Though, it is also debatable how much effect a politically-motivated boycott can have.

  • India’s aspiration of global power from regional power: One global power cannot have regressive restrictive trade practices against other. Such policies or initiatives might hurt India’s economic development by loosing market of large country like china. 
  • Sustainable development: India is heavily dependent on China when it comes to achieving its renewable energy target. India’s import dependence for meeting its solar equipment demand was over 90 percent in past three financial years, Power and New & Renewable Energy Ministry said in a written reply to the Lok Sabha last year.
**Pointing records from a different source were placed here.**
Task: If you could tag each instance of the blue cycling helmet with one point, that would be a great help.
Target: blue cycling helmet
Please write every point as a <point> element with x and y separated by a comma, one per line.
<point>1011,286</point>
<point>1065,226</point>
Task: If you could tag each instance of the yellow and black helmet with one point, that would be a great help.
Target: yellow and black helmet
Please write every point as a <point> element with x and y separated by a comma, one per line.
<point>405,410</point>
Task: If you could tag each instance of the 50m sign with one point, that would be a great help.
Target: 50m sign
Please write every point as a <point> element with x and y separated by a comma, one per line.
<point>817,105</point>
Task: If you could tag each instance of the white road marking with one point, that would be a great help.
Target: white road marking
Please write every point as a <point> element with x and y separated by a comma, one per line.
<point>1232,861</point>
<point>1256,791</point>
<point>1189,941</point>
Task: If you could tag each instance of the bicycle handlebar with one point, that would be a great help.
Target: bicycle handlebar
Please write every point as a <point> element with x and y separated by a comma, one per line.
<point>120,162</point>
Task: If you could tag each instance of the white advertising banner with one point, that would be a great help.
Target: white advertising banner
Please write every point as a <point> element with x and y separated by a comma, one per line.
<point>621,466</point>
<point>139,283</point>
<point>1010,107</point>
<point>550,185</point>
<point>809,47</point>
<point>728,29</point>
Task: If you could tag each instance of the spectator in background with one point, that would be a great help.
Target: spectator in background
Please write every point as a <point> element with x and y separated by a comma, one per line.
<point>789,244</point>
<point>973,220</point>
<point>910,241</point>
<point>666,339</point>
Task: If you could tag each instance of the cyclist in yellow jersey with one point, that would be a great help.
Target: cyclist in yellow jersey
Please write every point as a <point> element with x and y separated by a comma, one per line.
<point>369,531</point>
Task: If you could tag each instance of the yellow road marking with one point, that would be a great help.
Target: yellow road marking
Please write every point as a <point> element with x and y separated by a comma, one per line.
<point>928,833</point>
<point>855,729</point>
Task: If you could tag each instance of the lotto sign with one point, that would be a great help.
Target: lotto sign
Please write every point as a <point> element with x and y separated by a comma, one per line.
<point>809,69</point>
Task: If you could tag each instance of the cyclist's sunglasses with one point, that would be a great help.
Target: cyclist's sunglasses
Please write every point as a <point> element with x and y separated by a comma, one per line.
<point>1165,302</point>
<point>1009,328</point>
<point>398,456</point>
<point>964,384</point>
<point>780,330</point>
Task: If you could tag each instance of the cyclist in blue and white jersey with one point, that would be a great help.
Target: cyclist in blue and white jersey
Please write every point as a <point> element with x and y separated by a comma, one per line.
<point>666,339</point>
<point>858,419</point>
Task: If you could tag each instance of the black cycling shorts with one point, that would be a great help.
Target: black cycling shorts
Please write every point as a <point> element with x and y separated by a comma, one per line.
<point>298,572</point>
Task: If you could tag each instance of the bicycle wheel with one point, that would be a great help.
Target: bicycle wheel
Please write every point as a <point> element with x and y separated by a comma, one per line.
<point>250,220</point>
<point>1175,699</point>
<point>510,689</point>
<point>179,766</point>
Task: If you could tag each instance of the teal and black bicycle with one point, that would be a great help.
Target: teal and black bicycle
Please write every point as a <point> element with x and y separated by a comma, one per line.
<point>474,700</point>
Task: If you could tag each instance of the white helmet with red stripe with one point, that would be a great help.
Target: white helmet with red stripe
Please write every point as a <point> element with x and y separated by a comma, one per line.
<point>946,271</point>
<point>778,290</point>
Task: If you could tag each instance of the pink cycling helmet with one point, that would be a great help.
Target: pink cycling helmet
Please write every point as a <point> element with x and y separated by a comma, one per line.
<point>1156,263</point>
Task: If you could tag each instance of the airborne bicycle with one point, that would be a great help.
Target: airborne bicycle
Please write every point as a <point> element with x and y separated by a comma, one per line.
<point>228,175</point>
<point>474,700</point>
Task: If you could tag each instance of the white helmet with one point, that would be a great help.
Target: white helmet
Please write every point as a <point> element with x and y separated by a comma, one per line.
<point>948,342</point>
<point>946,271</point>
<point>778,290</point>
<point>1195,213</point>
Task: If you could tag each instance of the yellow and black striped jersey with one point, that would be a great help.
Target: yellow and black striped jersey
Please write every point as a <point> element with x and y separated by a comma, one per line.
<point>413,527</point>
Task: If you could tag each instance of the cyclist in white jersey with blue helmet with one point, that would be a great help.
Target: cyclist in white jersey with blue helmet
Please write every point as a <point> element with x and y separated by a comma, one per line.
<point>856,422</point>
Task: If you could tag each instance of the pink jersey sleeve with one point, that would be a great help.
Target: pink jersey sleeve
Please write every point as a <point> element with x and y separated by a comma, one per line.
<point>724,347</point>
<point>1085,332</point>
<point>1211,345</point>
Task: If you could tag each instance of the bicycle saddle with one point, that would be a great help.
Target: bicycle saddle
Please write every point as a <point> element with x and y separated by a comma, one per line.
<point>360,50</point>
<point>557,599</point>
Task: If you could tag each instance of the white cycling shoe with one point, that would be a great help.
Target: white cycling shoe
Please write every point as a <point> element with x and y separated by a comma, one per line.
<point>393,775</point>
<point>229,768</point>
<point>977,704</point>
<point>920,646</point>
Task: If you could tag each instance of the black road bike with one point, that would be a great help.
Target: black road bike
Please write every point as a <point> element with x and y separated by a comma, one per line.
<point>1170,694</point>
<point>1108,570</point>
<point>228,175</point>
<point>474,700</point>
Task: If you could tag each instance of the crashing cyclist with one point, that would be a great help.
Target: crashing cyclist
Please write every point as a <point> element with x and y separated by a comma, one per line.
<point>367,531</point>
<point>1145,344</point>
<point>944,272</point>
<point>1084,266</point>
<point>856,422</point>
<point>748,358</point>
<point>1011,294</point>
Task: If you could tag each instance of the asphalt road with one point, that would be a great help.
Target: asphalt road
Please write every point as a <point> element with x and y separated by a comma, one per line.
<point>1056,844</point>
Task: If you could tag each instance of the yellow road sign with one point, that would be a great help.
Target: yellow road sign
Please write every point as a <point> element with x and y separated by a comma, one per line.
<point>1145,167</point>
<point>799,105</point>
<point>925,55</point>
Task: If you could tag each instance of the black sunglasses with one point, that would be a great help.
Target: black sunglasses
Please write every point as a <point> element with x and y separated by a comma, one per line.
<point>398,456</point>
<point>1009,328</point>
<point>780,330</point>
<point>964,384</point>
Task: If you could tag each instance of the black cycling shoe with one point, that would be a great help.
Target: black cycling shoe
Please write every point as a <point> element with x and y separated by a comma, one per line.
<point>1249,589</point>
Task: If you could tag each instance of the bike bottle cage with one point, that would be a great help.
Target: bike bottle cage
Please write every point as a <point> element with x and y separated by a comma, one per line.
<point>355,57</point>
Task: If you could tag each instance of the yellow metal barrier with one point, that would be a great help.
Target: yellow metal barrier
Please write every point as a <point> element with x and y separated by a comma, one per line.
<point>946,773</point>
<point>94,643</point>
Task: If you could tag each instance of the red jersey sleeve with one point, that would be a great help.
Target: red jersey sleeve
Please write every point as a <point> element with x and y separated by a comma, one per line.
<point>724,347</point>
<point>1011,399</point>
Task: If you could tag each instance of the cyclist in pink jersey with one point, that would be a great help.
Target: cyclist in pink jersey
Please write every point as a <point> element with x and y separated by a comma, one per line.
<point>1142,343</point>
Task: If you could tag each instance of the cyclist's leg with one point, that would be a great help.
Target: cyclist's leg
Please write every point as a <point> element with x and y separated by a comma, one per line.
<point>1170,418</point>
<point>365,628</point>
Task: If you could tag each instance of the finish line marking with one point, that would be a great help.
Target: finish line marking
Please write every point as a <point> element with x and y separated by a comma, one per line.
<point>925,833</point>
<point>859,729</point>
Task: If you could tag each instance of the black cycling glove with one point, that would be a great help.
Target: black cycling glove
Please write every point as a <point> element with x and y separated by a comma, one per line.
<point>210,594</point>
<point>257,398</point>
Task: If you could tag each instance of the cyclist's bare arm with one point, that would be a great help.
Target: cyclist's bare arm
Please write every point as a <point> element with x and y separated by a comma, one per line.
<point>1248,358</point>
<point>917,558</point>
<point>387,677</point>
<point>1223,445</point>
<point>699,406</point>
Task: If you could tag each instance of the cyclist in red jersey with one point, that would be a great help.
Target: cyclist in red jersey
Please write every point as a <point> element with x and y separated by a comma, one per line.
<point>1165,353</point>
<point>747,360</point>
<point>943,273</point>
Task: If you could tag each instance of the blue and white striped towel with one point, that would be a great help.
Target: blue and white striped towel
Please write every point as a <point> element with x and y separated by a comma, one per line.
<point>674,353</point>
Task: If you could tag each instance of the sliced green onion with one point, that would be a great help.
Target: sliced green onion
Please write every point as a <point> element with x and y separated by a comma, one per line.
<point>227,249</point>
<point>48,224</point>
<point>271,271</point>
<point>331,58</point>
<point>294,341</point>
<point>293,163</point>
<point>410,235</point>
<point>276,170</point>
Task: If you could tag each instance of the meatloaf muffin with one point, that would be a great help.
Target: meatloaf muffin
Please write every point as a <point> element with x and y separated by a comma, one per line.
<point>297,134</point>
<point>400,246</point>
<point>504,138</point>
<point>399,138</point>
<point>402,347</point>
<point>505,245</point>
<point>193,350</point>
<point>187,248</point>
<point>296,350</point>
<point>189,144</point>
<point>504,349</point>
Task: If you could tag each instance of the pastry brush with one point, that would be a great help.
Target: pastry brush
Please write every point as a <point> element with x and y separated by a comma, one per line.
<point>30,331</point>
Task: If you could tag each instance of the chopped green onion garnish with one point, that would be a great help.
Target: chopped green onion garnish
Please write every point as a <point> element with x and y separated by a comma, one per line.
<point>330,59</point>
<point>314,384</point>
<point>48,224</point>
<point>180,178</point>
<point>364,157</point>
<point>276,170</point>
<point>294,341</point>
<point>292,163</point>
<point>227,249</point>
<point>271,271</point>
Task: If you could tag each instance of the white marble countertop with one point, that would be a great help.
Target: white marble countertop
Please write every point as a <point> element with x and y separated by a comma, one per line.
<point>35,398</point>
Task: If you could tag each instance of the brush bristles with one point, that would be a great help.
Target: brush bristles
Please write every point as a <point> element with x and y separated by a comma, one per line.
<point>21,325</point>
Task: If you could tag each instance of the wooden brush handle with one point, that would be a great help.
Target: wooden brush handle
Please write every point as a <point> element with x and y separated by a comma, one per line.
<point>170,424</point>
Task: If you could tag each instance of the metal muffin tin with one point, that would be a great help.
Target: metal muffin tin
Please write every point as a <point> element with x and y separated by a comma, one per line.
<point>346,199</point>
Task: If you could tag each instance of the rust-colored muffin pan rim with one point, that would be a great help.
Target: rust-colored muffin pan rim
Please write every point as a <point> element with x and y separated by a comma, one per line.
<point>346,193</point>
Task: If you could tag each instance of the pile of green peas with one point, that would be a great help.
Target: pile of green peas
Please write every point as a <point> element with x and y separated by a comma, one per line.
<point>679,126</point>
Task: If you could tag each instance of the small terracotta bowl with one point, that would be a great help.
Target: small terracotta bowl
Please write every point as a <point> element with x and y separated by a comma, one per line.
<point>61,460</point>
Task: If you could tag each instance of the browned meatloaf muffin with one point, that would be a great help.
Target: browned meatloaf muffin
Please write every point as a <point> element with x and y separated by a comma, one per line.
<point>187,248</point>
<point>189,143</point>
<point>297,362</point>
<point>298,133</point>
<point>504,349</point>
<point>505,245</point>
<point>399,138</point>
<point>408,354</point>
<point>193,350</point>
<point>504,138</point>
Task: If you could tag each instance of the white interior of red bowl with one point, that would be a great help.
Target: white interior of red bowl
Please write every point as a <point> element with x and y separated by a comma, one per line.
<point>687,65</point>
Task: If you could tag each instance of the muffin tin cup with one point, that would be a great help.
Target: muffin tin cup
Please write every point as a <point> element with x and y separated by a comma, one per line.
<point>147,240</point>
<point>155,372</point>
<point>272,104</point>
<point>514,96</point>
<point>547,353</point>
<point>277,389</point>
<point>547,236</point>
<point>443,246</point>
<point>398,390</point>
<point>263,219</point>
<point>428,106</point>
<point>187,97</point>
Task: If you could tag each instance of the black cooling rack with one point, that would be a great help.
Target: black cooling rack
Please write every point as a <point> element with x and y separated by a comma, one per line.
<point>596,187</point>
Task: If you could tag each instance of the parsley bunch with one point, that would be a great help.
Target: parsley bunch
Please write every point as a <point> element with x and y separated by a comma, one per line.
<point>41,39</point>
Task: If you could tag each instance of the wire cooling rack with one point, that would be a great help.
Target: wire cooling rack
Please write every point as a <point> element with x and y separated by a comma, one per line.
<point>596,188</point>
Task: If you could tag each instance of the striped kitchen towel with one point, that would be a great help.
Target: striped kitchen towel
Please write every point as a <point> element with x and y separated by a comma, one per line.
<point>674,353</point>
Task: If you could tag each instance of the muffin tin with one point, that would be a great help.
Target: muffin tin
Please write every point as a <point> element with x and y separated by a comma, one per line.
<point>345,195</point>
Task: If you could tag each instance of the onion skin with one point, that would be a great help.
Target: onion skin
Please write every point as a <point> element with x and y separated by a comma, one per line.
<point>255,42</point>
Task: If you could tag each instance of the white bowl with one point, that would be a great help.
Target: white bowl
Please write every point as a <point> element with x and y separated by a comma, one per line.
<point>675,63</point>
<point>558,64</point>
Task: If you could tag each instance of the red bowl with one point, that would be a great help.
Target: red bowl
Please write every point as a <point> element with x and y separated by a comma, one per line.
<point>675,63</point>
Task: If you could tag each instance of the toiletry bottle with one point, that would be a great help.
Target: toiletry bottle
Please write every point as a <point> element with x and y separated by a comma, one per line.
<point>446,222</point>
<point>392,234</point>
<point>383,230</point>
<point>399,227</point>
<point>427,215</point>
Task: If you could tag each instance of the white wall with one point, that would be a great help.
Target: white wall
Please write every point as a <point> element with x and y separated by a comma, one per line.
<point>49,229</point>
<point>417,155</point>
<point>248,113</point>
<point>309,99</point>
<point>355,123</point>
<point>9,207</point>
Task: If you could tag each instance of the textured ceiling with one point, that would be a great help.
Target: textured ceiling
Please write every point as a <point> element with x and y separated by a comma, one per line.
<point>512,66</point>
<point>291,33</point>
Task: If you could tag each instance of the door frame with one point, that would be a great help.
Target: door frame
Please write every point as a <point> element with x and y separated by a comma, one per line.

India is third largest economy in the world on the basis of purchasing power parity, there should not be trade boycott between first and third largest economy for the sake of sustainable development of world.
  • Middle income trap concerns: Free trade and open economy has helped India in rapid progress of Economy from around $296 billion in 1989 to around $2.80 trillion in 2019. India is still in need of globalisation to come out of middle income trap.  
  • Compromised quality: Excessive protection of domestic firms might reduce competitiveness of Indian product in international market and would create another foreign exchange crisis. 

Conclusion:

Many times clamour for boycott is due to geopolitical reasons however diplomatic and military rivalry can go on with continuation of trade outside strategic domain exemplified in flourished trade between US-China. Instead of boycotting Chinese goods, we should negotiate with Beijing to open China’s market further to Indian services as well as more finished goods without compromising on territorial integrity and sovereignty.